The Consumer Price Index increased 3.2% in October, slightly lower than the 3.3% the market expected. While the difference is only 10bps, it triggered a huge surge in investor sentiment. The Fed chair, Jerome Powell, signaled that they might increase rates one more time this year and they expect that rates will be higher for longer. However, this inflation report seems to have altered those expectations. Investors are more hopeful that the Fed is done with rate hikes.
Don’t be mistaken here. I still believe that Axcelis is an expensive company with big headwinds. There is still a high probability that we have a recession, the artificial intelligence hype is causing inflated valuations, and increasing tensions between the U.S. and China are a big threat, despite the recent visit by the Chinese leader.
Despite all these concerns, the improving investor sentiment makes this sell position extremely risky.
Valuation
The numbers have only slightly changed since the previous article due to new management guidance and the changed analyst forecasts. Even the very positive scenario I explained earlier shows a downside potential.
For this positive scenario, I assume that the company will manage to maintain its post-pandemic revenue growth, resulting in estimated revenue of $1.1 billion in 2023 and nearly $1.7 billion in 2027. See below:

S&P Capital IQ
After adjusting for capital expenditures and changes in net working capital, this revenue expectation translates to an adjusted free cash flow of $231 million in fiscal year 2023 and $381 million in 2027.

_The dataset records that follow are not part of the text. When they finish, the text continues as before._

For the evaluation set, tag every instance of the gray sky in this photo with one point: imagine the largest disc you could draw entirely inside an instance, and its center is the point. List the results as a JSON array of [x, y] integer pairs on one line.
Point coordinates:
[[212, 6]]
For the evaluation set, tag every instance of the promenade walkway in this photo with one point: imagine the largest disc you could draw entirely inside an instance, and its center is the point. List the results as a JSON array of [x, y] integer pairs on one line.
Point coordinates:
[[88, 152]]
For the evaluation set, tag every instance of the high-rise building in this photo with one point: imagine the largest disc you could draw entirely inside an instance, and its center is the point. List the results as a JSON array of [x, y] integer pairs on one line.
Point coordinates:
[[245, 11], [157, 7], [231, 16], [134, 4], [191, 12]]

I am using an above long-term inflation growth rate of 3%, considering the long-term growth opportunity of the industry. The cost of equity is slightly higher than my previous analysis, due to increased equity beta. Using a long-term risk-free rate of 2%, a market risk premium of 5.7%, and the stock’s 5-year equity beta of 1.79, the cost of equity is 12.2%. The company has no debt, which gives us a discount rate of 12.2%.

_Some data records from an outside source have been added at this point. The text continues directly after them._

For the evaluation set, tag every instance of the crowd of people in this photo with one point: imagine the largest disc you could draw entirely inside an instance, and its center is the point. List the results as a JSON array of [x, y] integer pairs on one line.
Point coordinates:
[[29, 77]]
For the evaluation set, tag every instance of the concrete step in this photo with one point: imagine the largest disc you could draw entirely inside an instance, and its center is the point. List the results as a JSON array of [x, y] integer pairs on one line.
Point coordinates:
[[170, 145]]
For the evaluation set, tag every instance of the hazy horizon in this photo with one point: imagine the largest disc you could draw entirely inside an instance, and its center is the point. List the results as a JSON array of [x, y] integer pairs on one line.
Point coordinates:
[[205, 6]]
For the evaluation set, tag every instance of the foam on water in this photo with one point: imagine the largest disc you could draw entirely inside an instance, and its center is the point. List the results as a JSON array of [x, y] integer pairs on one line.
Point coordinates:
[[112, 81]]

It is important to explain here that I separate cash and short-term investments into operating and excess in my calculations. There are many ways of calculating operating cash, but I use a certain percentage of revenue, typically between 5% and 10%. This is going to be spent on the day-to-day operations of the company for a year. The rest (if there is any) is excess cash. In my opinion, shareholders have a claim on the excess cash, but not the operating one, because the business needs it. Based on these calculations, Axcelis has an excess cash of $61 million.
Using these numbers, we find an equity value of $3.58 billion, which means a target share price of $107.89. This is a 15.2% downside over the current share price at the time of this article’s writing.

Axcelis DCF Analysis
The analysis shows us that the margin of safety of this short position has become a lot smaller with the stock price falling 17%.
Conclusion
Axcelis Technologies has an essential place in the semiconductor manufacturing industry, supplying the necessary equipment. While the company has been doing great over the last few years and sales have grown immensely, I think tough times are ahead.

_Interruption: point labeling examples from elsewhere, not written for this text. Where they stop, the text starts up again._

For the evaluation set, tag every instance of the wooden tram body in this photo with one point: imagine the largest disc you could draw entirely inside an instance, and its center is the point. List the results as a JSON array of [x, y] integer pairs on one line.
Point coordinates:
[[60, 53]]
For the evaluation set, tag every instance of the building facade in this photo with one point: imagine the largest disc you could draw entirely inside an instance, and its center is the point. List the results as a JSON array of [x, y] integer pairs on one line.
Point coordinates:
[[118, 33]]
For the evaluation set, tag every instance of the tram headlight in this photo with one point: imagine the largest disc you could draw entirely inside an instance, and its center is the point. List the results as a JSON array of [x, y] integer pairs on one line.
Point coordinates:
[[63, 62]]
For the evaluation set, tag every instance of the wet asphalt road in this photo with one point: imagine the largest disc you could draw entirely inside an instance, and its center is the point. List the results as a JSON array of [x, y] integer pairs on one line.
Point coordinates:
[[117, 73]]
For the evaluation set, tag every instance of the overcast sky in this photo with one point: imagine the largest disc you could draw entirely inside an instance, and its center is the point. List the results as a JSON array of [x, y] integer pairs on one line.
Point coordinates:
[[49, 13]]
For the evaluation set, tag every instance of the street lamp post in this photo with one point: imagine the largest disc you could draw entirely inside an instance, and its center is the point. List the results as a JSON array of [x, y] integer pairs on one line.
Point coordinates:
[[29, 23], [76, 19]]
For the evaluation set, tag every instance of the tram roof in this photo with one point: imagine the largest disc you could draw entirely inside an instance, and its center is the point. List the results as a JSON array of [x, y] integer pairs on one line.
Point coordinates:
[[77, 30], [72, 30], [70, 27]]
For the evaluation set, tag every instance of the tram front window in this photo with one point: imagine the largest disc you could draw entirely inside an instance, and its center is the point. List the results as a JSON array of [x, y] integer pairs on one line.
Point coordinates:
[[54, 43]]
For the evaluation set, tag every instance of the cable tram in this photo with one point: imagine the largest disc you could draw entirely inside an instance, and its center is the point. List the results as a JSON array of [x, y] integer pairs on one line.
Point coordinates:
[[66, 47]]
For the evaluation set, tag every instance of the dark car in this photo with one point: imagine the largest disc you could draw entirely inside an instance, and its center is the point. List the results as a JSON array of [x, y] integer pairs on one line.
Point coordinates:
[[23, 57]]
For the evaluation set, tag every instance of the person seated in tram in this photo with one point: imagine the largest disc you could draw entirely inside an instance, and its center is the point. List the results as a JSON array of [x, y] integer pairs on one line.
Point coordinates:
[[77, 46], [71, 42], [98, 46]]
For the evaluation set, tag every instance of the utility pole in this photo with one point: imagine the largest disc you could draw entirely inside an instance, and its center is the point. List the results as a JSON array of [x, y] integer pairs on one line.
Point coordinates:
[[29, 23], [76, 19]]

I published my short thesis two months ago, explaining the near-term headwinds, such as the looming recession, increasing tensions between the U.S. and China, weakening customers, and unjustifiably positive investor sentiment. While most of the macroeconomic arguments are the same, investor sentiment has already pushed the stock price down, making this a profitable trade.
In light of the new inflation report and improving market sentiment, I do not feel confident enough to keep holding this short position. Additionally, I don’t have the same margin of safety anymore. That is why I am changing my rating to “Hold”.
Due to upcoming headwinds and the elevated valuation, investors should still avoid buying this company.